Dia Internacional de Combate à LGBTfobia é comemorado neste sábado (17) (Foto: Conflgbtqia.org/Divulgação)
No dia 16 de maio de 1990, quem consultasse o Código
Internacional de Doenças (CID) encontraria a homossexualidade listada sob o
número 302.0, como se fosse uma patologia. A realidade começaria a mudar
no dia seguinte, quando a Organização Mundial da Saúde (OMS), durante
sua 43ª Assembleia Mundial, decidiu retirar oficialmente a
homossexualidade da lista de doenças mentais, reconhecendo que ser LGBT
não é desvio, nem distúrbio.
Desde 2004, o 17 de maio passou a ser
reconhecido internacionalmente como o Dia Internacional de Combate à
LGBTfobia, em referência direta a essa vitória simbólica e concreta dos
direitos humanos. Em 2025, a data completa 35 anos da decisão
histórica da OMS.
Uma luta contra a patologização iniciada no século 19
Segundo o professor de Direito da Unifesp e coordenador
do Núcleo TransUnifesp, Renan Quinalha, o processo de patologização da
homossexualidade tem raízes no século 19.
“A primeira vez que o termo aparece, em 1869, como homossexualismo,
é num tratado de psicopatologia sexual”, explica Quinalha.
Com o avanço do século, o discurso da homossexualidade como
doença se intensificou. Hospitais psiquiátricos e manicômios judiciais
recebiam pessoas homossexuais, muitas vezes internadas à força. Dentro
desses espaços, praticavam-se "terapias" de reorientação sexual
brutais, como eletrochoque, convulsoterapia e até lobotomias.
Manual de doenças consolidava preconceitos
A patologização foi oficializada na medicina com a sexta
edição do CID, publicada em 1948, que classificava a
homossexualidade como transtorno de personalidade. Já em 1952, a Associação
Americana de Psiquiatria (APA) lançaria o DSM-I (Manual Diagnóstico e
Estatístico de Transtornos Mentais), incluindo a homossexualidade como “desvio
sexual”.
Movimento LGBT ganha força nos anos 1970
As primeiras vitórias contra essa classificação vieram na década
de 1970. Em 1973, a APA retirou oficialmente a
homossexualidade do DSM. O impacto dessa decisão reverberou em diversos países.
No Brasil, o processo seguiu em 1985, graças à
mobilização do Grupo Gay da Bahia, que organizou um abaixo-assinado
com milhares de assinaturas, incluindo figuras políticas como Fernando
Henrique Cardoso e Mário Covas. O documento levou o Conselho
Federal de Psicologia a desconsiderar a homossexualidade como doença,
um marco no país.
OMS retira homossexualidade do CID em 1990
A retirada definitiva do CID, pela OMS, foi o
grande ponto de virada no plano global. Em 17 de maio de 1990, a
homossexualidade deixava de ser considerada um transtorno, em um gesto com forte
impacto político, social e simbólico.
“Essa decisão reforça o processo de despatologização que já
vinha se intensificando. Foi um marco de validação da luta e da existência das
pessoas LGBT+”, aponta Quinalha.
35 anos depois, a luta continua
Apesar dos avanços, práticas discriminatórias ainda
persistem, inclusive com “terapias de cura gay” sendo ofertadas por comunidades
religiosas e clínicas clandestinas, contrariando resoluções do Conselho
Federal de Psicologia e do Conselho Federal de Medicina.
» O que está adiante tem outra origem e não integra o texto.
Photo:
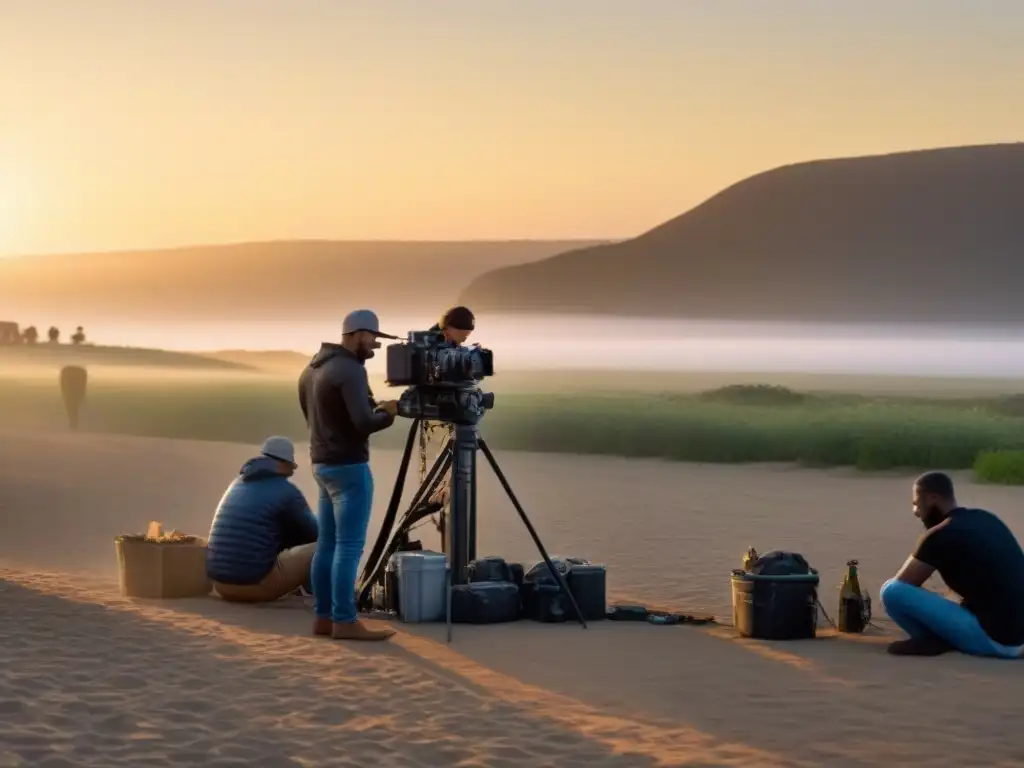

“Infelizmente, a patologização ainda existe, especialmente
em espaços ligados a denominações evangélicas conservadoras”, denuncia o
pesquisador.
Governo reconhece importância da data e reforça combate à
LGBTfobia
Nas redes sociais, a ministra dos Direitos Humanos e da
Cidadania, Macaé Evaristo, destacou que o Dia Internacional de Combate à
LGBTfobia foi oficializado no Brasil em 2010, pelo Ministério da
Saúde.
“A data é um momento de reflexão e resistência, mas também
de celebração das conquistas obtidas por meio da luta dos movimentos sociais e
ativistas”, escreveu a ministra.
Apesar dos progressos, Evaristo alertou que a população
LGBT ainda enfrenta violações de direitos, discriminação e violência
motivadas por orientação sexual ou identidade de gênero.
Um Brasil mais justo e plural: o papel da sociedade
Especialistas, ativistas e autoridades são unânimes: o
combate à LGBTfobia passa por educação, políticas públicas e respeito à
diversidade. O reconhecimento da homossexualidade como expressão natural da
sexualidade humana foi um passo fundamental, mas o combate à violência, ao
preconceito e à marginalização ainda é urgente e necessário.
O 17 de maio é, portanto, um símbolo de luta e
conquista, mas também um chamado à ação contínua, para garantir que nenhuma
pessoa seja discriminada ou ferida por ser quem é.